Broken bones, childbirth complications, infections, and chronic diseases do not disappear during war. A society cannot function when even basic healthcare is inaccessible.
Experts also stress that evacuations must be paired with guaranteed pathways for patients to return home. Medical transfer must not become a cover for permanent displacement.
Healthcare as a Target of Displacement
Beyond physical destruction, Gaza’s health sector was systematically undermined through forced evacuations and raids on medical centers. These actions were often justified by unsubstantiated claims that hospitals were being used for military purposes.
Public health scholars argue that this pattern reveals a deeper objective: dismantling the conditions necessary for civilian life. International law defines genocide not only through mass killing, but through the deliberate creation of living conditions designed to bring about a people’s destruction. The annihilation of healthcare fits squarely within that definition.
Hospitals serve as anchors of community stability. When the last clinic closes, families are forced to leave. Destroying healthcare becomes a tool of displacement, making return, reconstruction, and survival increasingly impossible.
‘De-Healthification’ as Policy
Researchers describe this strategy as the “de-healthification” of Gaza, a process aimed at rendering Palestinian life medically unsustainable. Healthcare workers, as symbols of knowledge, resilience, and social continuity, were treated as enemies. Doctors and nurses were targeted because they kept people alive.
Hospitals became spaces of resistance simply by continuing to function. As long as they stood, communities endured. Once they fell, displacement followed.
Rebuilding Amid Ruins
Despite the devastation, Gaza’s remaining health workers continue to rebuild with whatever resources they can find. Clinics are being reopened using local materials. Vaccination campaigns are restarting. Specialized surgeries, including open-heart procedures, have resumed in limited form. Maternity services are slowly being restored across the Strip.

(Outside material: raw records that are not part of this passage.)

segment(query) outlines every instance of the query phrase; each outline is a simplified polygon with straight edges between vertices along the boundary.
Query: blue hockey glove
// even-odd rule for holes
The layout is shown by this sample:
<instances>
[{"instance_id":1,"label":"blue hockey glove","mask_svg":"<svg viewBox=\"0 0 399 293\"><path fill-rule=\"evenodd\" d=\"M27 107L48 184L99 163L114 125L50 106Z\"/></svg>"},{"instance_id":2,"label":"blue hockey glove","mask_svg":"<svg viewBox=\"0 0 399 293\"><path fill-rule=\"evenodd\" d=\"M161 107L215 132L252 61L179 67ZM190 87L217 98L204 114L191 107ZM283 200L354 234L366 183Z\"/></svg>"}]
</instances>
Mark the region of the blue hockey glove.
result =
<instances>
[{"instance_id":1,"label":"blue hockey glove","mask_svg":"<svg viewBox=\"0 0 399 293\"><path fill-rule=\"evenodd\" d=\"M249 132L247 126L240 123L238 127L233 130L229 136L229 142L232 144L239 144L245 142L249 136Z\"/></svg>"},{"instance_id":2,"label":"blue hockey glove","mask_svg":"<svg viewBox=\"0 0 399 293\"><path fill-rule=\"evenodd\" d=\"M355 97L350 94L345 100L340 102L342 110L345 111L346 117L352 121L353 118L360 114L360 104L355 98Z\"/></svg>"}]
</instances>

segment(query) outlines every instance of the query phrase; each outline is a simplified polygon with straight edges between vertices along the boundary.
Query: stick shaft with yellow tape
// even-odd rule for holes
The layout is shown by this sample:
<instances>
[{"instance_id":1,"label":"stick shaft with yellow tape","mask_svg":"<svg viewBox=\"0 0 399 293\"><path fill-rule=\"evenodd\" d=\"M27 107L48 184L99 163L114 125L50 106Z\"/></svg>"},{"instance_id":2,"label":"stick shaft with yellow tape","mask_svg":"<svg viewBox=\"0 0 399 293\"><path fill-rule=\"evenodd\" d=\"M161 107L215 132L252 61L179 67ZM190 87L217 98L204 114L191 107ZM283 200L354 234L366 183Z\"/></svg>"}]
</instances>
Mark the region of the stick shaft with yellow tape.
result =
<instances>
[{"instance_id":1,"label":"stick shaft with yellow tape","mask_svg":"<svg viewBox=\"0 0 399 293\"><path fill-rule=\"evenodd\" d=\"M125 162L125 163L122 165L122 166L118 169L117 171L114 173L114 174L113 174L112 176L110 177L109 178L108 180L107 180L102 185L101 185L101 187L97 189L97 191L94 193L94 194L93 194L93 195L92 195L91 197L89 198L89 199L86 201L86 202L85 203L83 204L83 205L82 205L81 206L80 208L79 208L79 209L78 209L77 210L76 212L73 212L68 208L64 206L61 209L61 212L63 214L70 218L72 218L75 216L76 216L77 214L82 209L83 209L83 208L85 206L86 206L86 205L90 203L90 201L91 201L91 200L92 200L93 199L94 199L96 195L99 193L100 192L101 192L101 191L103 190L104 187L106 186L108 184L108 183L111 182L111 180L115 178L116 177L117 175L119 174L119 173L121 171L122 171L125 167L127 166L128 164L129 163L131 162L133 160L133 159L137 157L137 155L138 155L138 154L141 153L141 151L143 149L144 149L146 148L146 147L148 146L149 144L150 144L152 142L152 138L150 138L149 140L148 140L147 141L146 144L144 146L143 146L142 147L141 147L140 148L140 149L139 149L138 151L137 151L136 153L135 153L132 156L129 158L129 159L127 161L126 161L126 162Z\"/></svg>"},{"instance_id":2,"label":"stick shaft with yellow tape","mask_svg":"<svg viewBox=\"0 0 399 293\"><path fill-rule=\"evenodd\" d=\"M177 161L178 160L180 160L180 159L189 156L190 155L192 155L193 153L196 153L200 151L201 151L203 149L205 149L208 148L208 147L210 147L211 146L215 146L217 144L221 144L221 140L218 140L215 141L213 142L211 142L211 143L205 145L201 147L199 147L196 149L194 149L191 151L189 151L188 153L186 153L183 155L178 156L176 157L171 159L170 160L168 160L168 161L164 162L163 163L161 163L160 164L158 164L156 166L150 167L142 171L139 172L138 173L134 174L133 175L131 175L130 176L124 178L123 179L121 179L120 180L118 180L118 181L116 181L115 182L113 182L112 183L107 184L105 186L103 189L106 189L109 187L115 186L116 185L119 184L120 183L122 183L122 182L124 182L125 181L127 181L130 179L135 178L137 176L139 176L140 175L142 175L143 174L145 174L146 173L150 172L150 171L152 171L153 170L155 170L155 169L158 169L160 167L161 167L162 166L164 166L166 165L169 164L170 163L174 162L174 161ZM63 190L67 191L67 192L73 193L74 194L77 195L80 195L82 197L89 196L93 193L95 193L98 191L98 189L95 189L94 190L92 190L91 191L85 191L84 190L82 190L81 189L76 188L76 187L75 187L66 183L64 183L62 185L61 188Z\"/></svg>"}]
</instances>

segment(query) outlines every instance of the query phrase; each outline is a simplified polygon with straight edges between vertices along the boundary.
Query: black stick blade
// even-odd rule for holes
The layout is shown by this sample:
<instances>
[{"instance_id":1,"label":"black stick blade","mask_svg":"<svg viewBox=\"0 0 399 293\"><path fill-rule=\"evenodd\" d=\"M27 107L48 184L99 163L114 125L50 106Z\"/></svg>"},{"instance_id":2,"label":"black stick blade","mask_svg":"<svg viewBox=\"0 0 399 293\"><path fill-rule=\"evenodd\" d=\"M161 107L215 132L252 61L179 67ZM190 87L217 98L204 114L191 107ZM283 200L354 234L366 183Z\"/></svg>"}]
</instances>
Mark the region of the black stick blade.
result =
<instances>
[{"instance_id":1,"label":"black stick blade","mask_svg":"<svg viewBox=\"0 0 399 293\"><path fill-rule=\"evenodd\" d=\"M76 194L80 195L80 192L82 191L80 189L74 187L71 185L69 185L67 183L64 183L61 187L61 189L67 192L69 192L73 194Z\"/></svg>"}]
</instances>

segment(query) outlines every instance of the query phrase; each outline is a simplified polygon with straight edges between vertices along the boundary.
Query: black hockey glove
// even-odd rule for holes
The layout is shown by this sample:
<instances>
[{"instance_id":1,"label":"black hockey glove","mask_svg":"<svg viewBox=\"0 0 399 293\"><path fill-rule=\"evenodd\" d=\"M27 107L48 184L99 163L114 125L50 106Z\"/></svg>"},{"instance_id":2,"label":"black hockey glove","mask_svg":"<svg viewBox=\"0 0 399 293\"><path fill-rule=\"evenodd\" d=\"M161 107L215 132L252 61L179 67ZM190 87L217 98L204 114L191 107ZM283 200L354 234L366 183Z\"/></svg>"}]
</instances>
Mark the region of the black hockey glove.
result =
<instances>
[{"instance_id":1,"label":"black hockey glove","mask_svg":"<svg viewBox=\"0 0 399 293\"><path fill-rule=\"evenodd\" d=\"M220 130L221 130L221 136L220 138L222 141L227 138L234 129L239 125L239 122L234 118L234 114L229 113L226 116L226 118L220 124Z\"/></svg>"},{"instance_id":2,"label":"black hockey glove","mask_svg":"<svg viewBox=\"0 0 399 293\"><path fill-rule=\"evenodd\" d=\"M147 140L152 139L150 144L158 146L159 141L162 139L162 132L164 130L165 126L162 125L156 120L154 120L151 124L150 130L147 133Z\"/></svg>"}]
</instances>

These efforts are modest compared to the scale of destruction, but they are acts of defiance.
Healing as Resistance
Gaza’s health sector today is not just a collection of damaged buildings and missing supplies; it is a living testament to endurance under annihilation. Rebuilding healthcare is not a technical challenge alone; it is a political and moral imperative.
As long as hospitals are denied protection, medicines are blocked, and doctors are treated as targets, medical evacuations will remain a bandage on a deep, deliberate wound. True recovery begins not at the border, but with accountability, and with the recognition that destroying healthcare was never accidental.